Het voor proceshandelingen toe te kennen aantal punten wordt met toepassing van de Bijlage bij het Besluit gesteld op 3,5 (A1 sub 1, 2, 4, 8 en 9) en de wegingsfactor wegens het gewicht van de zaak op 2.

De te vergoeden proceskosten in deze zaak komen daarmee uit op € 322 x 3,5 x 2 = € 2254.

7. Beslissing

Het Hof

- verklaart het beroep gegrond,

- vernietigt de bestreden uitspraak,

- vermindert de aanslag tot een naar een belastbaar bedrag van f f,

- veroordeelt de inspecteur in de proceskosten van belanghebbende tot het beloop van € 2254, te betalen door de Staat en

- gelast de Staat het griffierecht van € 204,20 (f 450) aan belanghebbende te vergoeden.

De uitspraak is vastgesteld op 21 februari 2003 door mrs.

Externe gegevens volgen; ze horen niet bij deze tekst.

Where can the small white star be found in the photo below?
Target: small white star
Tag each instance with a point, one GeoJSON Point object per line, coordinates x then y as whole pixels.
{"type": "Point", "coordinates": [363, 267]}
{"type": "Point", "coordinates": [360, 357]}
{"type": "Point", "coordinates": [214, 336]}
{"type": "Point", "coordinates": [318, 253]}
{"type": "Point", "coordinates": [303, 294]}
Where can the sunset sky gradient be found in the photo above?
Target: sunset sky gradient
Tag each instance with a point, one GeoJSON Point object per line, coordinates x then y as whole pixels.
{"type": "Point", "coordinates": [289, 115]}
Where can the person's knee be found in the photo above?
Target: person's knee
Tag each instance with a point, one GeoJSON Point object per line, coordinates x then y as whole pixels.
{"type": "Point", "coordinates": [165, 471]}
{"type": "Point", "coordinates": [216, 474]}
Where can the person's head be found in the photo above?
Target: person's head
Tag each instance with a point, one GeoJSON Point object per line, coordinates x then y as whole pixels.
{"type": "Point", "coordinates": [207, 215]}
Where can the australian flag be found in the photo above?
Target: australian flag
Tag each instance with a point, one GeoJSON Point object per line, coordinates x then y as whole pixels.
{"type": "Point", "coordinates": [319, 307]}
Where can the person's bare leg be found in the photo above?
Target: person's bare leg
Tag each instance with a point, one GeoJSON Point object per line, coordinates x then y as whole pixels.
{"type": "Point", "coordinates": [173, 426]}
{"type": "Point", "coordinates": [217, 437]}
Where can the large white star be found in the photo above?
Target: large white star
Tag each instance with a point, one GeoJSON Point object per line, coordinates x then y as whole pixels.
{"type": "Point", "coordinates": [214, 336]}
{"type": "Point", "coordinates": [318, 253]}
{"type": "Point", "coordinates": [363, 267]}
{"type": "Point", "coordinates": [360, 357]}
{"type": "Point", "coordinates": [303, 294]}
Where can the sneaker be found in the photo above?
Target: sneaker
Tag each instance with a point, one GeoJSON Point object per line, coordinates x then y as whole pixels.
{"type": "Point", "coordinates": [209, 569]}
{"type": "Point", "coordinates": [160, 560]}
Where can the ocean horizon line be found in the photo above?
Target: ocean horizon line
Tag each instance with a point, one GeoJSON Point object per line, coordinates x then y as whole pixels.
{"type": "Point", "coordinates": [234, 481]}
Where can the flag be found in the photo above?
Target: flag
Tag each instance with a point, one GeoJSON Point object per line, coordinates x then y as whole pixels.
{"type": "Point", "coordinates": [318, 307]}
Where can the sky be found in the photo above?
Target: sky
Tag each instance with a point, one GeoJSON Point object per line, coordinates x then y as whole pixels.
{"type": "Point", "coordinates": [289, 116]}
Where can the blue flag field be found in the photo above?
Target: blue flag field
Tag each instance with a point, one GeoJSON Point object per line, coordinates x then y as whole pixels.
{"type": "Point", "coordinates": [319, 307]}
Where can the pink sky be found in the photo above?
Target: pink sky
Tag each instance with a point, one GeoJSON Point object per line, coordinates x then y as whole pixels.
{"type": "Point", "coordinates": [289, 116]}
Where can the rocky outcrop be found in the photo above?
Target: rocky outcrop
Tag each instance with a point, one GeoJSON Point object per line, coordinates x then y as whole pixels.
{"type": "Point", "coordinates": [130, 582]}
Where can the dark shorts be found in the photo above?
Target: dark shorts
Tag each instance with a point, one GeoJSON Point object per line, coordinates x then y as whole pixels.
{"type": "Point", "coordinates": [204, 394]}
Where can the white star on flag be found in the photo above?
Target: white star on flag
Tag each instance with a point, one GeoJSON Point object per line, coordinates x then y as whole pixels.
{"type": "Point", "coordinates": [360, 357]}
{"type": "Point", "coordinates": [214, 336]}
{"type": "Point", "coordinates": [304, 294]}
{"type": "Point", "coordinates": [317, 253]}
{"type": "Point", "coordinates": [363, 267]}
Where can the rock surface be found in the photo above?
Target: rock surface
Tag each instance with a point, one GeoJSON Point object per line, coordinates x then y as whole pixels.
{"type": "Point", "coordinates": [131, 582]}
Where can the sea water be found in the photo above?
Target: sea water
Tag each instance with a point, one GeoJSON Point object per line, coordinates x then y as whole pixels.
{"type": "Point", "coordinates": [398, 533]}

Van Ballegooijen, voor-zit-ter, Den Boer en Faase, leden van de belas-ting-kamer, in tegen-woor-dig-heid van mr. Thijssen als grif-fier. De beslissing is op die datum ter open-bare zit-ting uit-ge-sproken.

Het Hof heeft geen bezwaar tegen afgifte door de griffier van een afschrift van de uitspraak in geanonimiseerde vorm.

Tegen deze uitspraak kan binnen zes weken na de verzenddatum beroep in cassatie worden ingesteld bij de Hoge Raad der Nederlanden. Daarbij moet het volgende in acht worden genomen:

1. Het instellen van beroep in cassatie geschiedt door het indienen van een beroepschrift bij dit gerechtshof (zie voor het adres de begeleidende brief).

2. Bij het beroepschrift wordt een afschrift van de bestreden uitspraak overgelegd.

3. Het beroepschrift wordt ondertekend en bevat tenminste:

a. de naam en het adres van de indiener;

b. een dagtekening;

c. een omschrijving van de uitspraak waartegen het beroep in cassatie is gericht;

d. de gronden van het beroep in cassatie.

Voor het instellen van beroep in cassatie is griffierecht verschuldigd.

Na het instellen van beroep in cassatie ontvangt u een nota griffierecht van de griffier van de Hoge Raad.

In het cassatieberoepschrift kan de Hoge Raad verzocht worden om de wederpartij te veroordelen in de proceskosten.